Allí mismo está el cementerio, que en nada se distingue de los nuestros. Eso sí, las tumbas no eran muchas, lo que me hace pensar que la comunidad zoroástrica o... es muy pequeña o... practican su rito en otra parte o... han logrado inventar el elixir de la juventud eterna.
La vista desde lo alto de las torres es realmente impresionante, mereció la pena seguir a los vascos que fueron a por la segunda, la más alta, como si de una competición se tratara, a ritmo de "tonto el último", pero el pabellón asturiano no iba a dejarse amedrentar por una subidita de nada.
Este es el post "suave" que me traigo de este viaje en cuanto a cementerios, por la cosa de hacerle caso al Veterano V(B)iajeroinsatisfecho ¡malamatí! (¡salud! en parsi).

miércoles, 7 de abril de 2010

Prohibido cantar, prohibido bailar

Pensé que iba preparada pero en ese concreto punto me pillaron desprevenida. El que la mujer tenga prohibido el cantar en Irán y que todas las cantantes femeninas estén ahora mismo en el extranjero era un dato que desconocía. No vi "Media luna" de Bahman Ghobadi, antes de salir de viaje.
Tan solo los hombres tienen ese derecho y hacen buen uso de él, cantan en los parques, cantan en las teterías, cantan canciones tristes, poemas sufís, me decían. Tenías la impresión de que todos andaban con el mal de amores agarrado en la garganta.
Prohibido cantar, prohibido bailar. Para mí es lo más parecido a decirme: prohibido respirar.

Aprendí una canción en parsi, muy conocida por todos y, por aquello de disimular. No tengo mucha idea de lo que decía, sonaba algo así como "agüelag leiri dusemj daraim geili", algo de amor, me dijeron y me fue muy útil para que los ceños no se fruncieran mucho cuando me daba por mover los pies.
Algunos jóvenes con los que tuve ocasión de conversar en el transcurso de tres o cuatro noches mágicas me dijeron que era, para ellos, lo más difícil de soportar: ausencia de música, el rock estaba prohibido, tanto como la homosexualidad, como el vino, más aún que las melenas sueltas.
Canté, cantamos, en lugares insospechados, canciones que creí que ya tenía olvidadas, cantos de mi tierra y, sobre todo, Paco Ibáñez, Joan Báez, Mikel Laboa, viejas canciones que necesitabas cantar para poder respirar.
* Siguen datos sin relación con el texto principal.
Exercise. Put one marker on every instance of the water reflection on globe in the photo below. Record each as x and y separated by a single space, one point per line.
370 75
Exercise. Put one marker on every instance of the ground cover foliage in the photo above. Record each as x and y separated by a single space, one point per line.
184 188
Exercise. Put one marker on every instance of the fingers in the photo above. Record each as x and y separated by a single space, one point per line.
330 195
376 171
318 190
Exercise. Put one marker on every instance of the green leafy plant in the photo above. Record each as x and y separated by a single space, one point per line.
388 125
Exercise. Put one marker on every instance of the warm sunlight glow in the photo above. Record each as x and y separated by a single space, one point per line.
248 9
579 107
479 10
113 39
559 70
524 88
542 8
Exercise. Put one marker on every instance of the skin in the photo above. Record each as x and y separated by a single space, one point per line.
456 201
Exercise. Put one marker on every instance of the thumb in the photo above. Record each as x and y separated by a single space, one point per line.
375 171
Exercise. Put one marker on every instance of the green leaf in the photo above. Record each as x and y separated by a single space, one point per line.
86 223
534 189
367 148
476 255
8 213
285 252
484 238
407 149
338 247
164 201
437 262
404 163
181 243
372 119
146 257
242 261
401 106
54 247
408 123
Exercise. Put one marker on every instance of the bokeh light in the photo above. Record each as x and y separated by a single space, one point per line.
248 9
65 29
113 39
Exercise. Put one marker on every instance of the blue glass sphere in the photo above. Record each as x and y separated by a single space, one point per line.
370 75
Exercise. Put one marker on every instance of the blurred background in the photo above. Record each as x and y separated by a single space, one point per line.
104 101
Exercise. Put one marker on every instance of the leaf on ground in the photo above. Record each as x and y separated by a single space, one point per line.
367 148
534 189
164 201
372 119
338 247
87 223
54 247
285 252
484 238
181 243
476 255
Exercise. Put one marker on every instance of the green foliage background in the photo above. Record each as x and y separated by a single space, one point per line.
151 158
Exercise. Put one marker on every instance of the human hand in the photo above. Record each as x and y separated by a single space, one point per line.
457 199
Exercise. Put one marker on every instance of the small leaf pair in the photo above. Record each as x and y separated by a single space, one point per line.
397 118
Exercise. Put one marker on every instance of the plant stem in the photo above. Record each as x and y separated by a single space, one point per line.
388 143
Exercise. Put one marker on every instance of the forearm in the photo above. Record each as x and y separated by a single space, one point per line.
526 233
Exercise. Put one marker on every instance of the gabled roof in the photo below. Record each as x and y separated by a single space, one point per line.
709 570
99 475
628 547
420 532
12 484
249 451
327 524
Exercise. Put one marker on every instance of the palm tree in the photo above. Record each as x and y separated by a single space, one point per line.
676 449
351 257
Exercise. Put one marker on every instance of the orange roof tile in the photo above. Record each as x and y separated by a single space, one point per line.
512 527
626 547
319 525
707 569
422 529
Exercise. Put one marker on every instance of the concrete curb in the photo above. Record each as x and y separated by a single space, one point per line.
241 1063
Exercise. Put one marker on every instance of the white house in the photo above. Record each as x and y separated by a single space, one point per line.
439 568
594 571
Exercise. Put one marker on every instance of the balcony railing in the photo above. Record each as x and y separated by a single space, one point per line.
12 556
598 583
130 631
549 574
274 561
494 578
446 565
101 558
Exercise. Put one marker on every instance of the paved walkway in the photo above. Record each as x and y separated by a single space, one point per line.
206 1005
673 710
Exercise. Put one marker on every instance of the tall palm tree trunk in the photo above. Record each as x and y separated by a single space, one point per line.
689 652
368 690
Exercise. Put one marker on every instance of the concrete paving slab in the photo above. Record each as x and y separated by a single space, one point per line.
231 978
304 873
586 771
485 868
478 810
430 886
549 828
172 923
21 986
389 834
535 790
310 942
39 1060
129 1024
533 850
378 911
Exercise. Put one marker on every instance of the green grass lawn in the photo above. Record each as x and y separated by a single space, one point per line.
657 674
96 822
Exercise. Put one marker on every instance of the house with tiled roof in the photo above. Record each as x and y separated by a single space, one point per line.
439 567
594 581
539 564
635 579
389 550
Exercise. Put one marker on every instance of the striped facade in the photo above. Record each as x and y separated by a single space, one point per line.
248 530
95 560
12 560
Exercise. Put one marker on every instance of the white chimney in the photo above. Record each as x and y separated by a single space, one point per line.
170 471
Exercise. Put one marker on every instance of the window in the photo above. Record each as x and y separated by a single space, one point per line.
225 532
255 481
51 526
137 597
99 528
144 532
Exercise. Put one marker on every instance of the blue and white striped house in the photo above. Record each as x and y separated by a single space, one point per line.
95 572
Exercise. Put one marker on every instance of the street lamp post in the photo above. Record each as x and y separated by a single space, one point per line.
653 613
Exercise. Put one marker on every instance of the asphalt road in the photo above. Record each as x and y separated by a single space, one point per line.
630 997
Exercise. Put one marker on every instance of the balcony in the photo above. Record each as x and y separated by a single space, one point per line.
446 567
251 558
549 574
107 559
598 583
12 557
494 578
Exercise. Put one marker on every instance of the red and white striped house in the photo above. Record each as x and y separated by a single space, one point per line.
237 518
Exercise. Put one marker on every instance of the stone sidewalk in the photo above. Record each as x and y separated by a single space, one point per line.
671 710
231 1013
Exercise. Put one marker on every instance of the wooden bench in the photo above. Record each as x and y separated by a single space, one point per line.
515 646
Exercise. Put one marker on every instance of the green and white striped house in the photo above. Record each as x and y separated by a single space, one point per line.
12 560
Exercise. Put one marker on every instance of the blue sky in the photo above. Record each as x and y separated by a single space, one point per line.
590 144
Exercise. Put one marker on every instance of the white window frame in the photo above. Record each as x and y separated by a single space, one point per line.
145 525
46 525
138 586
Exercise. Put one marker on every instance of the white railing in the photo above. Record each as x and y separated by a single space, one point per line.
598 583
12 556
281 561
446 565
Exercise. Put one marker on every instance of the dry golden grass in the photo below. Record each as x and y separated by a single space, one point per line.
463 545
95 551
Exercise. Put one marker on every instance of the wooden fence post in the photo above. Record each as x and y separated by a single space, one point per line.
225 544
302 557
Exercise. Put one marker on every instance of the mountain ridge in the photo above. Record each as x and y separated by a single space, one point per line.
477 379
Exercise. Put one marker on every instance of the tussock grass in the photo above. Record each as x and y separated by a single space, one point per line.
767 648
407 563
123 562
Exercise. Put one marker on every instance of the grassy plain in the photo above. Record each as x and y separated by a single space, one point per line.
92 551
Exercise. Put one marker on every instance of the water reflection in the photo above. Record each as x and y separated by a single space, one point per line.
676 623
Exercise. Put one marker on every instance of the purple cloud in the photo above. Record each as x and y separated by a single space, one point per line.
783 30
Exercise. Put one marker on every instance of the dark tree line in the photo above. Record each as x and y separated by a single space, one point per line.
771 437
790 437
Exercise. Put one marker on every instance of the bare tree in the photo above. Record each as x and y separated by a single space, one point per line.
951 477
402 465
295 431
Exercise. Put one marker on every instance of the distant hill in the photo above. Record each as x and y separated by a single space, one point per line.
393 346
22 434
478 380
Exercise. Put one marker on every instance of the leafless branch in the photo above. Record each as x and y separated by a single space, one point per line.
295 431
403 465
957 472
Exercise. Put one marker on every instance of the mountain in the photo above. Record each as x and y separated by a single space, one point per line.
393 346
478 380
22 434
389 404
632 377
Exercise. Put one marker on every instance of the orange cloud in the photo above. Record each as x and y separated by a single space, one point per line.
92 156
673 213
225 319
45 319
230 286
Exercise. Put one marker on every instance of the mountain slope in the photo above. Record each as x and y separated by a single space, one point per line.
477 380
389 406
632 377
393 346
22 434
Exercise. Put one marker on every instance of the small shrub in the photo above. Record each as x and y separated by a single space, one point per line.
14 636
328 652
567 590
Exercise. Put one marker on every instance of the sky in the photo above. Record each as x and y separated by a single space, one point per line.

La ya lejana "canción protesta" surgía de forma espontánea, incluso en las mezquitas.
En cuanto vi que algunas mujeres enseñaban el flequillo, se atrevían a fumar en público y se quitaban el negro, aproveché la manta que le había sisado a la KLM para colorearme, hasta llegué a comprarme en un bazar, atiborrado de gente (tengo un poquito de fobia a las multitudes) un hermoso blusón verde, me quedaba grande pero... era verde.
En mi humilde opinión, los jóvenes y las mujeres son hoy, en Irán, algo que los mulahs deberían temer más que a ese terremoto que ya espera el país desde hace unos años.